Although many studies have examined the relationship between depression and obesity or weight gain, only a few longitudinal studies, to our knowledge, have discriminated between weight gain and weight loss by using weight change categories (ie, comparing weight gain and weight loss to stable weight).6-10 These studies have obtained mixed results: 3 studies6,7,10 found a significant association of depressive symptoms with both weight loss and weight gain, while the other 2 studies8,9 found an association only with weight gain. These studies used measures of depressive symptoms as opposed to a clinical definition of depressive disorder, and they mostly relied on self-reported weight. Furthermore, the potential influence of antidepressants on weight change was not taken into account, despite the fact that certain antidepressants have been associated with weight gain.11-13 Preventing weight gain or loss as a result of depression is important, as weight changes can lead to further physiological complications, such as diabetes or cardiovascular disease in the case of weight gain14,15 and frailty in the case of weight loss.16
Accordingly, the aim of this study was to compare weight gain and weight loss over 3 sequential, 2-year time periods between patients with clinically diagnosed current MDD (cMDD), patients with remitted MDD (rMDD), and healthy controls. We also investigated the association between antidepressant medication use and weight gain independently and in conjunction with depression status. Finally, to explore why some depressed patients gain weight while others lose weight, we compared general demographic and health characteristics and depressive symptom profiles between depressed patients who gained versus lost weight.
METHOD
The data were sourced from the Netherlands Study of Depression and Anxiety (NESDA), which is an ongoing longitudinal cohort study designed to investigate the course trajectories and consequences of depression and anxiety. The study comprised 2,981 participants aged 18-65 years. Participants were recruited between September 2004-February 2007 in 3 different regions from the general population, general practices, and mental health organizations. General exclusion criteria were an inability to speak Dutch and a primary diagnosis of psychotic, obsessive-compulsive, bipolar, or severe addiction disorder. Follow-up interviews were performed after 2, 4, and 6 years (until April 2013). Participants attended 4-hour in-depth interviews that included a psychiatric diagnostic interview and anthropometric, biological, and lifestyle measurements. At follow-up, 86.8%, 80.1%, and 75.7% of the baseline participants were successfully retained. All participants completed written consent forms, and the research protocol was approved by the ethical committees of the participating universities. Further details of NESDA can be found in Penninx et al.17
Study Sample
We selected participants with a diagnosis of cMDD or rMDD along with controls with no history of depressive or anxiety disorders (n = 2,577). Participants who were pregnant at baseline (n = 15), had hyperthyroidism (self-reported, n = 17), were anorexic (self-reported, n = 1), or had no baseline weight assessment (n = 2) were excluded, leaving 2,542 participants at baseline. Data were collected every 2 years over a period of 6 years, and the repeated measurements were combined, resulting in a total of 5,390 observations (2,049, 1,745, and 1,596 observations for each 2-year period, respectively (see Supplementary eFigure 1).

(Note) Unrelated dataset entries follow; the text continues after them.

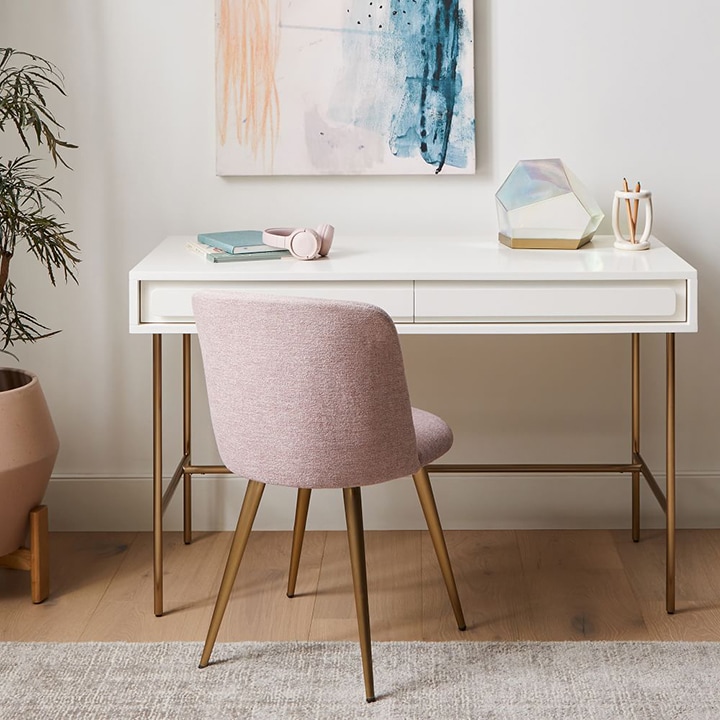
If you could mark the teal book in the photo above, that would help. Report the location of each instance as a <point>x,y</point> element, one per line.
<point>237,242</point>
<point>213,254</point>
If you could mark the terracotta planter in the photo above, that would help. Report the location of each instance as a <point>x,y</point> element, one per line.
<point>28,448</point>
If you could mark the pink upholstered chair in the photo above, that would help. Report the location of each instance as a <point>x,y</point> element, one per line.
<point>312,394</point>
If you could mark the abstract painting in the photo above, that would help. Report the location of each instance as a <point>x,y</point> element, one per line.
<point>340,87</point>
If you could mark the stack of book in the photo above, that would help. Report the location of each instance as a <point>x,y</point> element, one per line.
<point>234,245</point>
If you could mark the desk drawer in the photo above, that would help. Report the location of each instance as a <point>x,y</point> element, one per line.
<point>171,302</point>
<point>586,301</point>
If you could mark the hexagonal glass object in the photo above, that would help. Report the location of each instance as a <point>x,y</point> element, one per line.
<point>542,204</point>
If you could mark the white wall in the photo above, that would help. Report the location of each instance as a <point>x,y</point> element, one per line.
<point>614,88</point>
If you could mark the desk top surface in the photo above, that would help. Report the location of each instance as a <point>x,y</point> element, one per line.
<point>460,258</point>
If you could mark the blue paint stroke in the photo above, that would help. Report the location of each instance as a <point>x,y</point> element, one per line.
<point>427,36</point>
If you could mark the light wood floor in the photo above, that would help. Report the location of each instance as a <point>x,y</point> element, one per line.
<point>514,585</point>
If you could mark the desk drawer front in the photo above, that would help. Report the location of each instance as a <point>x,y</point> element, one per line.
<point>606,301</point>
<point>171,302</point>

- Weight loss and weight gain are both undesirable conditions associated with major depressive disorder (MDD); however, evidence of longitudinal weight changes after MDD is lacking.

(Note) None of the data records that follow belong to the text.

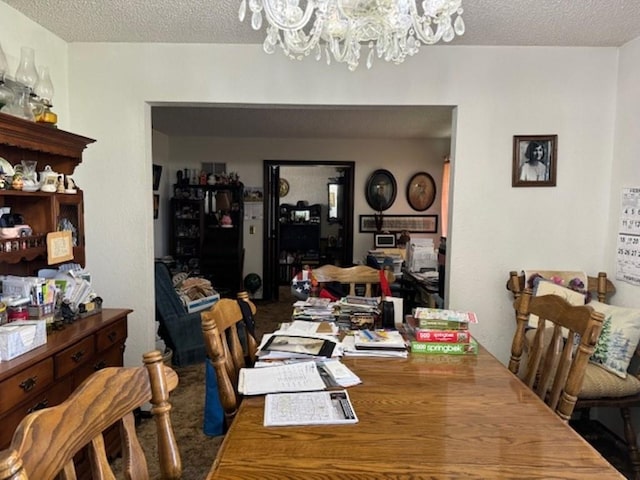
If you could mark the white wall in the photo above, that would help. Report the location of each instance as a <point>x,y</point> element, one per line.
<point>17,31</point>
<point>499,91</point>
<point>498,95</point>
<point>625,173</point>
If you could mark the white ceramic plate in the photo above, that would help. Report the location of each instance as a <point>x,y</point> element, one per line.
<point>6,167</point>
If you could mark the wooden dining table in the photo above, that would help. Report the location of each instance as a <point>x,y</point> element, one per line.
<point>424,417</point>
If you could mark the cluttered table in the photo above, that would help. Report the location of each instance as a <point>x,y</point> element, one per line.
<point>425,416</point>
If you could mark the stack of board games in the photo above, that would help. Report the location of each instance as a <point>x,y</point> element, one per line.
<point>437,331</point>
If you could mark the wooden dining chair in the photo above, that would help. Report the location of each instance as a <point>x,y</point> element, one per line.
<point>557,356</point>
<point>356,276</point>
<point>46,441</point>
<point>231,345</point>
<point>600,388</point>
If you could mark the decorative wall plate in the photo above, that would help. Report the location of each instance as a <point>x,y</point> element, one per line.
<point>421,191</point>
<point>284,187</point>
<point>381,190</point>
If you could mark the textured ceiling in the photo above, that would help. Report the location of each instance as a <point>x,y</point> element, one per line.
<point>488,22</point>
<point>305,122</point>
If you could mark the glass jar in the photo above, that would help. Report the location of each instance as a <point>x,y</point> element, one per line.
<point>27,74</point>
<point>17,312</point>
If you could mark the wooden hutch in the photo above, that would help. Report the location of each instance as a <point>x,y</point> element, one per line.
<point>47,375</point>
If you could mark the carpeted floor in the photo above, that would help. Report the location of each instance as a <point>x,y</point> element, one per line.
<point>198,451</point>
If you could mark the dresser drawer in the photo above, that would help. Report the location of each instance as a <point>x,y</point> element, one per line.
<point>53,396</point>
<point>76,356</point>
<point>107,337</point>
<point>25,384</point>
<point>108,358</point>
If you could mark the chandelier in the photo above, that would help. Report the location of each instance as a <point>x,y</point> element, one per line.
<point>338,29</point>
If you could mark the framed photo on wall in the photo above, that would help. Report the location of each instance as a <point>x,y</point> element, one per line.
<point>534,161</point>
<point>157,173</point>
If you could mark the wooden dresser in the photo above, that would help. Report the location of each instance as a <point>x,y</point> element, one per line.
<point>47,375</point>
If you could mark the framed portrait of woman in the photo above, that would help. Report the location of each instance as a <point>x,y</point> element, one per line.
<point>534,160</point>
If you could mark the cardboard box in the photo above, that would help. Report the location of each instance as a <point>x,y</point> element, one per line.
<point>202,303</point>
<point>20,337</point>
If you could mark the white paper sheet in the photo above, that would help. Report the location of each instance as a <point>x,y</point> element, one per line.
<point>314,408</point>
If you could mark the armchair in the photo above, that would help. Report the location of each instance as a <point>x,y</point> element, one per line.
<point>180,330</point>
<point>601,386</point>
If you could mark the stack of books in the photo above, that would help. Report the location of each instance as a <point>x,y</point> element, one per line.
<point>358,313</point>
<point>375,343</point>
<point>436,331</point>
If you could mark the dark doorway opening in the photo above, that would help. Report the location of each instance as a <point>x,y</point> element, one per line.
<point>298,233</point>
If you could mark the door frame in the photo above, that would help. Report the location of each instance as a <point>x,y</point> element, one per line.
<point>271,232</point>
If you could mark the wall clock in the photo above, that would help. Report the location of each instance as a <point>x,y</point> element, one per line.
<point>284,187</point>
<point>381,190</point>
<point>421,191</point>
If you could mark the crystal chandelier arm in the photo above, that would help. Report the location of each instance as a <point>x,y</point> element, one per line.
<point>439,14</point>
<point>274,14</point>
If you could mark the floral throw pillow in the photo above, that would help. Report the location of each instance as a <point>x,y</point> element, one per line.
<point>619,337</point>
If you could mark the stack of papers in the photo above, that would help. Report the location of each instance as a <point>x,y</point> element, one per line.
<point>313,408</point>
<point>379,339</point>
<point>290,344</point>
<point>314,309</point>
<point>350,349</point>
<point>340,373</point>
<point>305,327</point>
<point>295,376</point>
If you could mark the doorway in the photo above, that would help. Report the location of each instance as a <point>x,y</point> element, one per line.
<point>298,231</point>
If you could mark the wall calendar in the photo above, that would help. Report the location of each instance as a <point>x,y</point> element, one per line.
<point>628,248</point>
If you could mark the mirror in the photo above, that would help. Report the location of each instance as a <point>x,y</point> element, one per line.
<point>381,190</point>
<point>335,191</point>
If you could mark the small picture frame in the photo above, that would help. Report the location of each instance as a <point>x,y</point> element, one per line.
<point>534,160</point>
<point>156,205</point>
<point>157,173</point>
<point>59,247</point>
<point>384,240</point>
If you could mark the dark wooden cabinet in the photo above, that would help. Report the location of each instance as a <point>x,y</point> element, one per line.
<point>43,212</point>
<point>299,239</point>
<point>47,375</point>
<point>187,225</point>
<point>207,233</point>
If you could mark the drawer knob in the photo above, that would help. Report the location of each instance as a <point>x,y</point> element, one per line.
<point>39,406</point>
<point>76,357</point>
<point>28,384</point>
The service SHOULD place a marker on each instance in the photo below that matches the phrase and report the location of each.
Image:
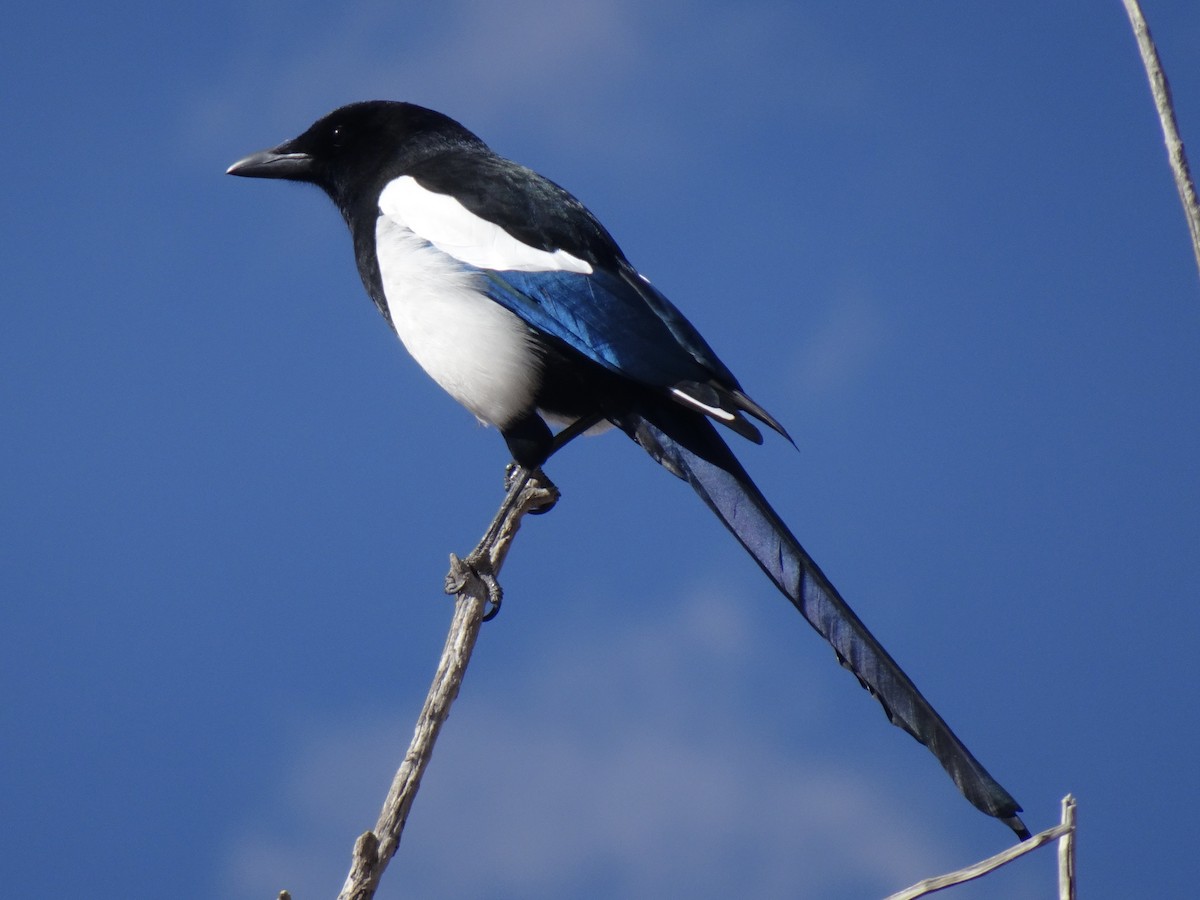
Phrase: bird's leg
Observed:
(557, 443)
(516, 477)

- Patients with MDD have a greater chance of gaining or losing weight over a 2-year period compared to mentally healthy individuals.
- The gain in weight is not related to antidepressant use.
Depression
At each assessment, MDD as classified by DSM-IV criteria was established with the Composite International Diagnostic Interview (CIDI, lifetime version 2.1 WHO), an instrument with a high test-retest reliability and high validity for anxious and depressed patients.18-20 The interviews were carried out by specially trained research assistants. At baseline, participants were classified in 3 groups with regard to MDD status: cMDD (MDD within the previous 6 months; n = 1,101), rMDD (lifetime history of MDD, but not in the past 6 months; n = 798), and healthy controls (no lifetime history of depression or anxiety; n = 643). Additionally, depression severity was assessed with the Inventory of Depressive Symptomatology (IDS)21 in all participants.
Antidepressants
Antidepressant use was assessed at baseline and follow-up interviews by asking participants to bring the packaging from all drugs used in the past month. These were classified according to the Anatomic Therapeutic Chemical (ATC) classification.21,22 Antidepressants used for more than 50% of the time in the last month were grouped according to type and/or suspected effect on weight gain as follows: tricyclic antidepressants (TCAs) (ATC code: N06AA), selective serotonin reuptake inhibitors (SSRIs) (ATC code: N06AB), and other antidepressants, 92% of which were mirtazapine (ATC code: N06AX11) and venlafaxine (ATC code: N06AX16), along with ATC codes N06AF, N06AG, and other N06AX.
Two-Year Weight Change
Body weight was measured by trained clinical research staff at all interviews. Participants who were unable to attend one of the participating centers were interviewed at home, which meant that in some cases (< 1%) weight was self-reported. Weight changes were calculated for each of the three 2-year intervals. In line with other studies,7,9 the definition of our main weight change outcome was based on > 5% change in weight over a 2-year period from starting weight. Thus, weight change was categorized as weight loss (> 5% weight loss), weight stable (within 5% weight loss or gain), and weight gain (> 5% weight gain). As a secondary outcome, we created weight change categories based on change in absolute weight of > 5 kg over the 2-year intervals to see whether another definition of weight change would give comparable results for the association with depression.
Covariates
Based on findings from other studies,7 the following demographic and health-related variables were assessed at all interviews and included as potentially confounding variables: sex, age, partner status, years of education, initial body weight, smoking status (current, never, former), alcohol intake, and the number of self-reported chronic illnesses. Alcohol intake was measured using the Alcohol Use Disorder Identification Test,23 and participants were divided into nondrinkers, moderate drinkers (1-14 units/week), and heavy drinkers (> 14 units/week) for both sexes. The number of self-reported chronic illnesses included heart disease, stroke, hyperthyroidism, hypothyroidism, diabetes, rheumatism, arthritis, cancer, hypertension, intestinal disorders, liver disease, allergies, and neurologic problems.
Statistical Analysis
Descriptive statistics were calculated to evaluate the frequency, mean, and distribution of all variables according to year of follow-up. Observations for participants who reported being pregnant (for follow-up measurements) and those with missing data for depression status or weight were removed for the measurement period concerned.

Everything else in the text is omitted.